Washington. Wegen des Mordes an seiner Frau wurde er freigesprochen – in Haft landete Sportstar O.J. Simpson dennoch. Jetzt könnte er freikommen.

Am Donnerstag entscheidet sich, ob Amerikas prominentester schwarzer Häftling – Nr. 1027820 – in Freiheit kommt. Und wie so oft, wenn der Name O.J. Simpson auftaucht, spielen viele US-Medien wieder verrückt. 250 Journalisten wollen dabei sein, wenn die Justizbehörde im US-Bundesstaat Nevada darüber befindet, ob der 70-Jährige ehemalige Football-Superstar eine Verkürzung seiner Haftstrafe verdient hat.

Simpson war 2008 wegen eines bizarren Raubüberfalls und einer Entführung in Las Vegas zu bis zu 33 Jahren verurteilt worden. Der Mann, den viele Amerikaner immer noch „The Juice“ (der Saft) nennen, hatte gemeinsam mit Komplizen zwei Trophäenhändler überfallen. Begründung: Sie waren im Besitz von Football-Andenken, Erinnerungsstücken und privaten Fotos, von denen Simpson behauptete, sie seien ihm gestohlen worden.

Schaulustige verfolgten Simpsons Flucht vor der Polizei

Für seine Tat wanderte O.J. ins Lovelock Correctional Center. Von dort wird der inzwischen ergraute, aber durch regelmäßiges Training physisch stark gebliebene Ex-Spitzensportler per Video in die Verhandlung zugeschaltet, die der Sportkanal ESPN federführend übertragen wird. Live wie damals, Mitte der 90er Jahre, als Simpson weltweit Mediengeschichte schrieb.

Als die Polizei nach dem Mord an seiner Frau Nicole Brown Simpson und deren Liebhaber Ronald Goldman aufkreuzte, um den dringend tatverdächtigen Simpson abzuholen, lieferte das damalige Idol von Millionen Amerikanern den Fahndern ein surreales Katz-und-Maus-Spiel. Stundenlang kurvte er in einem weißen Ford Bronco durch Los Angeles, im Schlepptau eine Kolonne von Polizeiwagen, ein Dutzend Fernseh-Hubschrauber und Tausende Schaulustige an den Straßen.

Spektakulärer Freispruch nach Mordprozess

Der nachfolgende Indizien-Prozess, der das Land monatelang in Atem hielt und die Debatte um Rassismus und Voreingenommenheit der Justiz befeuerte, endetet mit einem spektakulären Freispruch, über den das schwarze Amerika jubelte, während viele Weiße die Faust in der Tasche ballten.

Denn Simpson nährte immer wieder den Verdacht, dass er doch schuldig war.

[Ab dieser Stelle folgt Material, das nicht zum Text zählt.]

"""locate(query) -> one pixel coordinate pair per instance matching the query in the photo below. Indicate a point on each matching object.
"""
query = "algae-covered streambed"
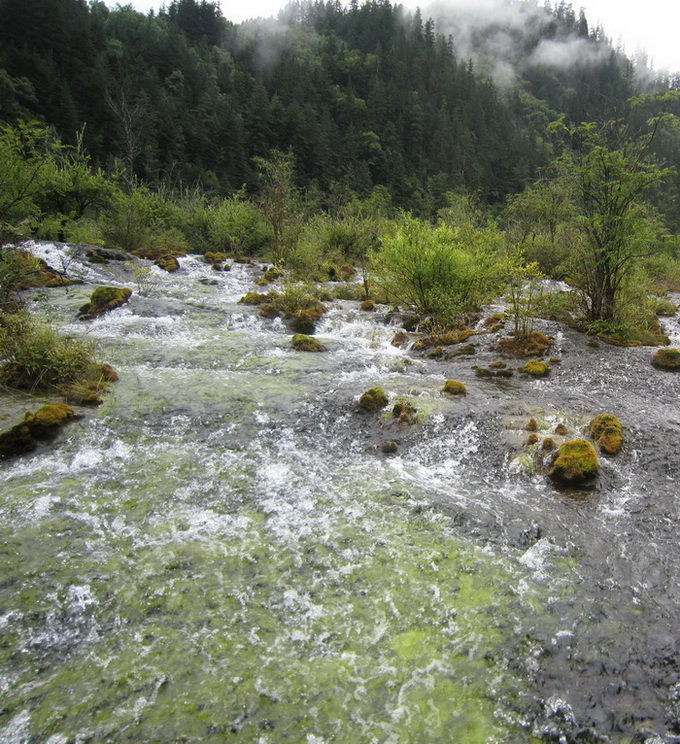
(222, 551)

In seinem Skandalbuch „If I Did It“ (Wenn ich es getan hätte) schildert er das bestialische Verbrechen so, als sei er damals der Mörder gewesen.

Nach Verurteilung wegen Raubs gilt Simpson als Musterhäftling

Diese Koketterie hat sich Simpson in den vergangenen neun Jahren seiner Inhaftierung wegen des Raubs von Las Vegas abtrainiert.

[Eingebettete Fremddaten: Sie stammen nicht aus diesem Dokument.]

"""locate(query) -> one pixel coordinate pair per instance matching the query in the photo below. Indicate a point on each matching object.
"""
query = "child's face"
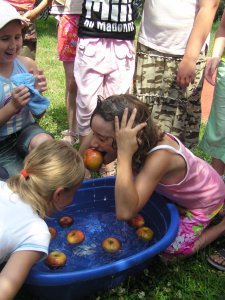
(10, 41)
(103, 135)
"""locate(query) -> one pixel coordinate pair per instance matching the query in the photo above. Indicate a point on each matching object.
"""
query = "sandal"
(70, 137)
(109, 169)
(217, 259)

Er gilt als Vorzeigehäftling, hat sich disziplinarisch nie etwas zu Schulden kommen lassen und alle Regeln befolgt. Weswegen sein früherer Anwalt Yale Galenter fest davon ausgeht, dass der vierköpfige Bewährungsausschuss in Carson City ihm ab 1. Oktober die Freiheit gewähren wird. Bereits 2013 erhielt er für einen Teil der Strafe wegen guter Führung „Nachlass“.

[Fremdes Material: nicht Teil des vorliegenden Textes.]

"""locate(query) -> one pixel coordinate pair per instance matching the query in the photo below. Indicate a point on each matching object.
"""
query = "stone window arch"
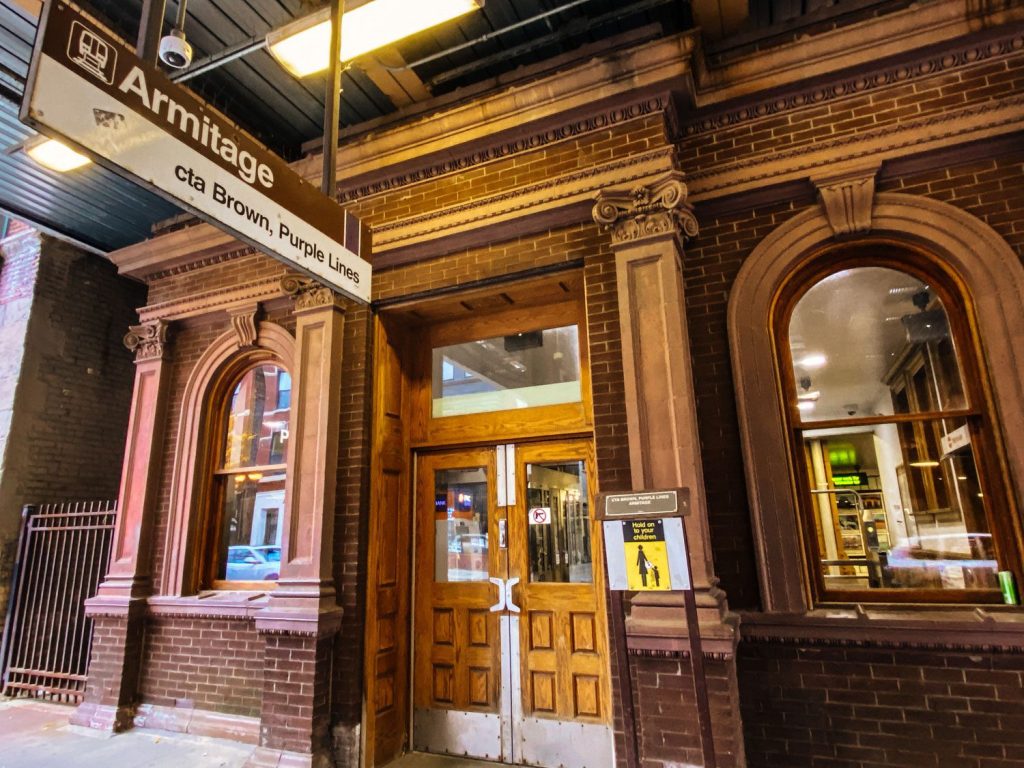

Was Simpson in seinem „neuen“ Leben machen würde, ist unklar. Tatsache ist: das Medien-Interesse an ihm ist ungebrochen. Zuletzt beschäftigte sich eine preisgekrönte TV-Serie und ein Marathon-Dokumentar-Film mit seiner Biografie. Klatschblätter spekulieren daher über einen künftigen Auftritt in einer Reality-TV-Serie. Denn Simpson benötigt dringend Einnahmequellen. Nach dem Doppelmord an seiner Ex und deren Liebhaber wurde er in einem Zivilverfahren zur Zahlung von rund 34 Millionen Dollar an die Hinterbliebenen der Toten verurteilt. Er hat bis heute nicht gezahlt.